I've been in my new apartment for just over a week now. Of course, this being Korea, nothing works smoothly. As I'd mentioned previously, no one was too keen on informing where I would be moving or how any of it would go down. In addition to the general pleasure that everyone seems to take in depriving me of useful information, there were some personnel changes made at the GHD and I was assigned a new foreign babysitter.
So last Thursday, I go in person over to the GHD to figure out exactly how the moving process will take place the next day. Unfortunately, my GHD person isn't there. "Maybe you forgot that she is not here on Tuesdays and Thursdays?" Yeah, maybe. And maybe you're just baiting me and trying to get me to get angry and flip out.
I'm finally able to contact my GHD person and learn that I just need to have my stuff packed and proved the security code for the movers. Friday I can meet her and she'll provide me info about where I actually need to go to be reunited with my earthly possessions and begin extended habitation.
Friday, I hand over my old keys and receive and address and information about the commuter buses. Everything seems set. I leave that evening to go to dinner with coworkers relatively confident that I actually do have a home. As I pretty much expected, dinner included a bottle of whiskey and I wound up getting dropped off at my new place at about 1AM.
I get on the elevator and it refuses to move. After some confusion I remember that I never learned the words for 'odd' and 'even' and possibly that is the problem here. Enter elevator on opposite side. Bingo! Brandon + whiskey: 1. Korean language: 0
I find my apartment number. There's a banner beside it and posters on the door. I assume this must be b/c it was recently vacated. Seems strange that they advertised it so heavily since I've been scheduled to move here for quite some time. Oh well. I try the key code I was given. Nothing happens. I try it with various combinations of '*' and '#'. I succeed in making it beep angrily at me. Brandon + whiskey: 1. Korean Door: 1.
With no one to consult, I assume that my inability to open the door is probably a function of the whiskey and resolve to stay in the Mojo Hotel I saw next door and try again Saturday morning. The Mojo Hotel doesn't live up the glory of the Mul Hotel. The room is bigger and costs less, but without surround sound or air temperature control in the bathroom, what's the point?
I awaken earlish Saturday and walk out into the garish red light of the 7th floor hallway at the Mojo Hotel. I feel like crap and want to go back to sleep. I go to the apartment and find a security guard at the information desk. He speaks a little English and I explain that I'm couldn't get into my room and ask if he can show me how I need to enter the key code. He asks what room. I tell him. He tells me I can't live there b/c that's the model room. I remember the banners and am angry. I thank him and call the GHD.
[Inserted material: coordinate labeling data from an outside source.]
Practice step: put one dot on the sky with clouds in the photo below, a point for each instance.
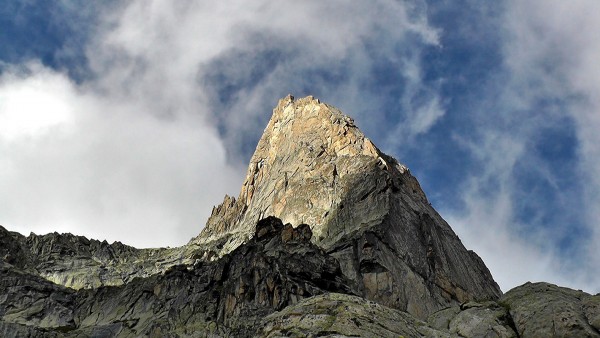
(129, 120)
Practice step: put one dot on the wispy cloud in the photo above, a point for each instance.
(548, 80)
(173, 98)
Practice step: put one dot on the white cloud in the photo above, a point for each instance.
(135, 152)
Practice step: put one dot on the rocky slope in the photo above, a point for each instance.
(361, 253)
(313, 165)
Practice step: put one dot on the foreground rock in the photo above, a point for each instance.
(547, 310)
(81, 263)
(227, 297)
(376, 260)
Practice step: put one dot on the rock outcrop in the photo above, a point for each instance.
(313, 165)
(361, 253)
(227, 297)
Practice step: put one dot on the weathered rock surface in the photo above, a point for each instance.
(547, 310)
(78, 262)
(473, 319)
(376, 260)
(227, 297)
(313, 165)
(341, 315)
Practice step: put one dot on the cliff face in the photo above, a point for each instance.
(313, 165)
(328, 237)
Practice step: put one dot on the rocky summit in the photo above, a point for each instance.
(329, 237)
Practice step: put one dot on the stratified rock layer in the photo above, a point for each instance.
(547, 310)
(313, 165)
(375, 261)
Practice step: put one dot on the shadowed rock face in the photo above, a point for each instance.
(361, 253)
(230, 296)
(313, 165)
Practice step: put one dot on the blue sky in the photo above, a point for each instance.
(130, 120)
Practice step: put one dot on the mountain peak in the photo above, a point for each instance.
(313, 166)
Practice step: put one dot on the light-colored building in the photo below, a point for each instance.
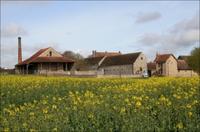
(133, 64)
(183, 68)
(168, 65)
(44, 61)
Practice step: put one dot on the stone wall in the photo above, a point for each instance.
(186, 73)
(118, 70)
(170, 67)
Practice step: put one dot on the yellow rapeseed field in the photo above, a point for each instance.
(34, 103)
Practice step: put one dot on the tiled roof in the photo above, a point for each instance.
(183, 65)
(52, 59)
(93, 60)
(102, 54)
(35, 58)
(120, 59)
(183, 57)
(162, 58)
(151, 66)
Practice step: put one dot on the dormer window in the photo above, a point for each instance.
(50, 53)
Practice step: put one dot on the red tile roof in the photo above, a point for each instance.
(124, 59)
(151, 66)
(162, 58)
(35, 58)
(102, 54)
(183, 65)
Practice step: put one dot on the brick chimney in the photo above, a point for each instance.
(19, 50)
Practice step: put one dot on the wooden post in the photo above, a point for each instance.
(27, 69)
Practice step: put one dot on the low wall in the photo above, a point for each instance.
(186, 73)
(118, 76)
(62, 73)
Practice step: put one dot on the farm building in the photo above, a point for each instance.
(44, 61)
(132, 64)
(126, 64)
(184, 70)
(168, 65)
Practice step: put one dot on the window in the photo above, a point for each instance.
(50, 53)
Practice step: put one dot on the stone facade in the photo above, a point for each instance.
(168, 65)
(45, 61)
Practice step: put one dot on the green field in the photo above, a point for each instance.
(33, 103)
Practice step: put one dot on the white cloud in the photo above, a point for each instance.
(185, 25)
(13, 30)
(181, 37)
(147, 17)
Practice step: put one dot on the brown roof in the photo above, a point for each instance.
(35, 58)
(162, 58)
(102, 54)
(183, 57)
(151, 66)
(183, 65)
(52, 59)
(120, 59)
(93, 60)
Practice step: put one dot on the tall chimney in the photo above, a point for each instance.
(19, 50)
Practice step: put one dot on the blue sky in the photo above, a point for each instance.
(83, 26)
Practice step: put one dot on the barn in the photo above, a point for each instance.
(43, 61)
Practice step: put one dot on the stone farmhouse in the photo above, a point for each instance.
(116, 64)
(111, 64)
(168, 65)
(43, 61)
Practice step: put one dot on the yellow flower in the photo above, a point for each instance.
(45, 111)
(123, 110)
(55, 129)
(190, 114)
(138, 104)
(6, 130)
(24, 124)
(179, 125)
(91, 116)
(54, 106)
(31, 114)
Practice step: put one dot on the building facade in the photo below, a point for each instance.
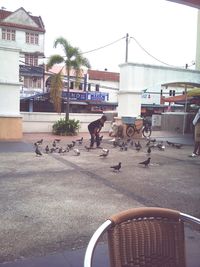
(20, 30)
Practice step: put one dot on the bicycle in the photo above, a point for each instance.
(145, 128)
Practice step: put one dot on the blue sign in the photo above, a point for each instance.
(97, 96)
(91, 96)
(75, 96)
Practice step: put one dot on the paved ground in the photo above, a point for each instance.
(53, 203)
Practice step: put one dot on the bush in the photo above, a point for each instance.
(66, 127)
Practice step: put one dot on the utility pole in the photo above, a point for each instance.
(126, 59)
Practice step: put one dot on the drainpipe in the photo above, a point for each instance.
(185, 110)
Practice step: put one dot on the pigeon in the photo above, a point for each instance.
(53, 149)
(61, 150)
(73, 143)
(100, 138)
(39, 142)
(116, 167)
(105, 153)
(77, 151)
(47, 149)
(38, 152)
(70, 146)
(161, 146)
(87, 148)
(146, 162)
(54, 143)
(80, 141)
(169, 143)
(178, 146)
(138, 146)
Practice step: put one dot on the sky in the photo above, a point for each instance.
(157, 29)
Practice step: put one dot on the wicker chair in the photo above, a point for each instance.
(143, 237)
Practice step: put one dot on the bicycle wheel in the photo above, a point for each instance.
(130, 131)
(146, 131)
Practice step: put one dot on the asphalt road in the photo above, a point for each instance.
(55, 202)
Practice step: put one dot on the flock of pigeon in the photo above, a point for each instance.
(122, 144)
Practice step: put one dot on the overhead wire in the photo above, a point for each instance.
(151, 54)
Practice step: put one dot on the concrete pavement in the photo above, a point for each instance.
(51, 205)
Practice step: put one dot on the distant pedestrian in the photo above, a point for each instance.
(94, 129)
(196, 123)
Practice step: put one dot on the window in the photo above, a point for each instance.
(8, 34)
(31, 60)
(32, 82)
(32, 38)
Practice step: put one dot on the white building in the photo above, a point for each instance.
(22, 31)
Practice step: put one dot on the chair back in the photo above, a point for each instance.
(146, 237)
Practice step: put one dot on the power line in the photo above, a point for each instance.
(151, 54)
(101, 47)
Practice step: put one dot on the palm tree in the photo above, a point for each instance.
(72, 59)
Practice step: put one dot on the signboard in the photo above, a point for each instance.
(97, 96)
(91, 96)
(75, 96)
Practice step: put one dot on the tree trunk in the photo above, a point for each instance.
(67, 109)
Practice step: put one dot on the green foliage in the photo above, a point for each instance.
(66, 127)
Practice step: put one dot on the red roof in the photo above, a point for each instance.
(103, 75)
(38, 20)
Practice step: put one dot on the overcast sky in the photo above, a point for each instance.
(166, 30)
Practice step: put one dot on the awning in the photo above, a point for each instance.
(194, 92)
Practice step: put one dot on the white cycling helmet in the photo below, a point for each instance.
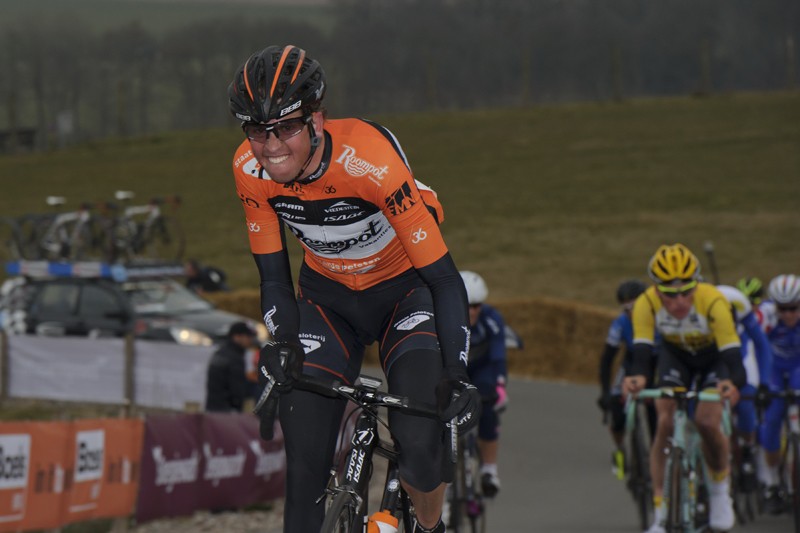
(476, 287)
(784, 289)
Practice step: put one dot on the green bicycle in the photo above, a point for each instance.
(686, 474)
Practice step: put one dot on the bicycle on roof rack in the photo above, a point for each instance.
(144, 231)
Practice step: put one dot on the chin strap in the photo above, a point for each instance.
(316, 140)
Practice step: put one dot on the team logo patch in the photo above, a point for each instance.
(412, 321)
(357, 167)
(400, 200)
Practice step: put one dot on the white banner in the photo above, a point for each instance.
(166, 375)
(170, 375)
(66, 368)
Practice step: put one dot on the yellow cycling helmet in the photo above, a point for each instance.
(673, 262)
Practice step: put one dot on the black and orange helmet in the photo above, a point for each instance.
(275, 82)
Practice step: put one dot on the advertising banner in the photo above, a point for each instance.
(66, 368)
(208, 461)
(105, 457)
(171, 462)
(240, 469)
(53, 473)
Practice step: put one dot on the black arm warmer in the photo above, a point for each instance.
(278, 303)
(606, 361)
(641, 360)
(732, 357)
(452, 315)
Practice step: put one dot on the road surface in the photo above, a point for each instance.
(555, 466)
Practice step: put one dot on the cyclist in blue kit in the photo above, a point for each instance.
(487, 371)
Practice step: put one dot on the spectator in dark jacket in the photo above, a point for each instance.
(226, 383)
(202, 279)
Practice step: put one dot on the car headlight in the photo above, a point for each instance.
(262, 332)
(190, 337)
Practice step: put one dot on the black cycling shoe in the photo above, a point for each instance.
(490, 484)
(773, 500)
(747, 472)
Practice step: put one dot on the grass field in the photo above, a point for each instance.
(159, 16)
(562, 201)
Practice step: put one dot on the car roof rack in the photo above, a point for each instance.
(93, 269)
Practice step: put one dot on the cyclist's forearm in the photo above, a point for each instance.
(641, 360)
(732, 357)
(450, 306)
(278, 304)
(606, 360)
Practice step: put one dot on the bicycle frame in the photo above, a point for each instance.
(357, 471)
(352, 489)
(682, 477)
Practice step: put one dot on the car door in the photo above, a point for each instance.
(103, 311)
(54, 309)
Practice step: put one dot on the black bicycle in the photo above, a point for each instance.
(465, 495)
(348, 488)
(789, 466)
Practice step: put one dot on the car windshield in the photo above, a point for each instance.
(163, 296)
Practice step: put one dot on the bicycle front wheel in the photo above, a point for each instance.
(343, 516)
(794, 470)
(467, 508)
(674, 492)
(639, 475)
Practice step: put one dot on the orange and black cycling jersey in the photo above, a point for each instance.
(364, 220)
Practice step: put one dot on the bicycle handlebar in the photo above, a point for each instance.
(672, 394)
(362, 395)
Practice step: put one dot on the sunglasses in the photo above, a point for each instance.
(674, 292)
(283, 130)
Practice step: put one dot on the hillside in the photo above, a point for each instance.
(561, 201)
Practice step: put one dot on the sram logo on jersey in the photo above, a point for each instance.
(341, 211)
(357, 167)
(373, 230)
(400, 200)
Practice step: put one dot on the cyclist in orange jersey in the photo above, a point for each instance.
(375, 268)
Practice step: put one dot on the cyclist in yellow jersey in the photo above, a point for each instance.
(699, 346)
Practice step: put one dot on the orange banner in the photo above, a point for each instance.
(105, 457)
(54, 473)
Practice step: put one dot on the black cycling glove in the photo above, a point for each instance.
(283, 361)
(458, 398)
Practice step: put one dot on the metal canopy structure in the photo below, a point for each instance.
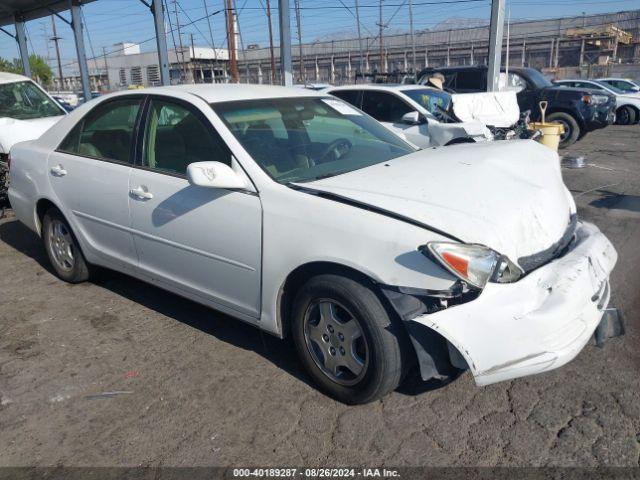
(30, 9)
(17, 12)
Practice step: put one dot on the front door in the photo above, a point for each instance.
(204, 242)
(388, 109)
(89, 174)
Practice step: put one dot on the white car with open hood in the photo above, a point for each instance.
(26, 110)
(293, 211)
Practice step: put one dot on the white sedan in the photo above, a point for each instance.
(627, 103)
(293, 211)
(415, 112)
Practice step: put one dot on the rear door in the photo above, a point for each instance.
(388, 108)
(354, 97)
(89, 174)
(202, 242)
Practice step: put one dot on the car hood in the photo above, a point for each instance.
(631, 97)
(13, 131)
(508, 196)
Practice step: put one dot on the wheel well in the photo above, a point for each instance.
(297, 278)
(632, 107)
(459, 140)
(42, 206)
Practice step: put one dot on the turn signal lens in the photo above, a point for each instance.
(475, 264)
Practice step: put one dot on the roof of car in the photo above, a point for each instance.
(215, 93)
(577, 80)
(6, 77)
(379, 86)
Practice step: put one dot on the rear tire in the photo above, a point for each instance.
(327, 346)
(571, 128)
(626, 115)
(62, 248)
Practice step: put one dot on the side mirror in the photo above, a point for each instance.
(214, 175)
(413, 118)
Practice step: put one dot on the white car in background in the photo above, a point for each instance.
(627, 104)
(625, 84)
(26, 111)
(416, 112)
(293, 211)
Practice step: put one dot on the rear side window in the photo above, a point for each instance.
(384, 107)
(351, 96)
(106, 132)
(175, 137)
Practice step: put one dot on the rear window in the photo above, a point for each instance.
(26, 101)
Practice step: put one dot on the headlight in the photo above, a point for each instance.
(595, 99)
(599, 99)
(474, 264)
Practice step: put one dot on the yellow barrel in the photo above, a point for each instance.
(550, 133)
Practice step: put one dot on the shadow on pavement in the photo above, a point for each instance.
(617, 201)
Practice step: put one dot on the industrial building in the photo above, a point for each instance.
(585, 46)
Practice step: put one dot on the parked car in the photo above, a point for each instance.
(26, 111)
(578, 110)
(627, 104)
(293, 211)
(418, 113)
(63, 102)
(625, 84)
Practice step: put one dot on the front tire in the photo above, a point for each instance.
(571, 128)
(626, 115)
(62, 248)
(346, 340)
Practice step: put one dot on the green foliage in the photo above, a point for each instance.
(40, 71)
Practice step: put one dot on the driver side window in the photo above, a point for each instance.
(384, 107)
(175, 137)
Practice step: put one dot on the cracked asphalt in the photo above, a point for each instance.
(190, 386)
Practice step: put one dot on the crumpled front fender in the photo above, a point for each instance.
(536, 324)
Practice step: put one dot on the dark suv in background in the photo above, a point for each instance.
(579, 110)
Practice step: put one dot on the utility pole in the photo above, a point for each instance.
(175, 9)
(106, 66)
(496, 29)
(413, 38)
(286, 66)
(302, 72)
(359, 36)
(231, 41)
(380, 41)
(55, 39)
(213, 44)
(193, 60)
(273, 58)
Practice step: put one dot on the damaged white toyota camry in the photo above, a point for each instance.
(295, 212)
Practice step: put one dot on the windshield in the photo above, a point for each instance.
(539, 80)
(433, 100)
(25, 101)
(302, 139)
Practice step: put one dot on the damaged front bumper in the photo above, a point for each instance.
(531, 326)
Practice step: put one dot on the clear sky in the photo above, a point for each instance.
(112, 21)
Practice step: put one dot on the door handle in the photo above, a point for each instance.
(58, 171)
(141, 193)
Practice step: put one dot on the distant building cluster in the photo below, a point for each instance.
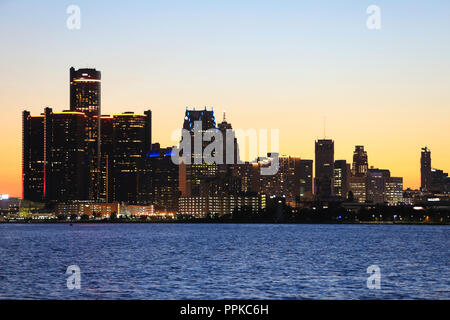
(80, 161)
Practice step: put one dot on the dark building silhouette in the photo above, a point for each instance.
(85, 97)
(360, 162)
(130, 147)
(33, 157)
(323, 185)
(107, 158)
(161, 179)
(228, 134)
(342, 175)
(440, 181)
(193, 177)
(425, 169)
(306, 179)
(65, 156)
(376, 185)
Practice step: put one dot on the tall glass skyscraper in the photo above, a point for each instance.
(360, 162)
(324, 186)
(85, 97)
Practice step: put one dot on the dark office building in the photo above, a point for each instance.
(33, 157)
(425, 169)
(342, 175)
(376, 185)
(161, 180)
(440, 181)
(228, 134)
(85, 97)
(323, 186)
(65, 156)
(360, 162)
(306, 179)
(130, 146)
(192, 177)
(107, 158)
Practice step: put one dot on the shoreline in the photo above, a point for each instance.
(231, 222)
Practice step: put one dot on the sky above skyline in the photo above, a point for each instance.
(270, 64)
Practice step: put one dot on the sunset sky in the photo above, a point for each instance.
(269, 64)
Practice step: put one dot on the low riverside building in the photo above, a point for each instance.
(201, 207)
(104, 210)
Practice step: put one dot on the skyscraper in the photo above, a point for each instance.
(323, 186)
(194, 177)
(85, 97)
(306, 179)
(360, 162)
(341, 178)
(425, 169)
(107, 158)
(65, 156)
(131, 134)
(33, 156)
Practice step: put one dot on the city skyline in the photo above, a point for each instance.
(369, 99)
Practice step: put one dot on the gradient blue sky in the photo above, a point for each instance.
(270, 64)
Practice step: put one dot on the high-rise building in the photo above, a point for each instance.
(131, 144)
(358, 188)
(376, 185)
(341, 178)
(107, 158)
(394, 191)
(286, 182)
(65, 156)
(193, 176)
(233, 149)
(425, 169)
(161, 179)
(33, 156)
(85, 97)
(306, 179)
(440, 181)
(360, 162)
(323, 186)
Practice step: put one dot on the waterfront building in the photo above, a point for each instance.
(32, 157)
(425, 170)
(358, 188)
(131, 143)
(324, 186)
(306, 179)
(360, 162)
(217, 206)
(192, 177)
(85, 97)
(65, 157)
(342, 175)
(394, 191)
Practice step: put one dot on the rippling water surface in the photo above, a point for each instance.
(214, 261)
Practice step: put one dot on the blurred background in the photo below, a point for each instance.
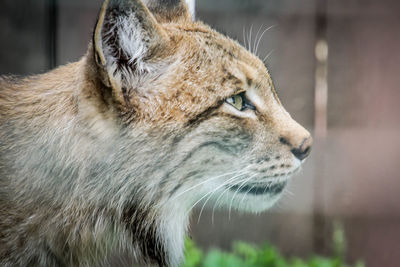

I explain the situation to the GHD person.
"Oh, your apartment is #___. Didn't the apartment people in the show you to your actual room when you got there yesterday?"
The most frustrating thing about being here is that there's really nothing to direct anger at. Yelling at this girl or even asking why the hell she would tell me the model apartment will not really accomplish anything. There will be no satisfaction. Instead I just angrily say I will try it out and call back if it doesn't work and hang up.
Turns out the key code did work once I had the right door. And all my stuff was there. Behold:
My desk is a board stuck in a bookshelf. Perfectly functional, just struck me as odd that desks are sold like that.
The one thing that did make me happy was that my apartment is much higher than the model room I was told. So instead of looking out to see a building, I get this view. All in all, I really like the apartment. As soon as i can figure out where to buy a recliner, I'll be set.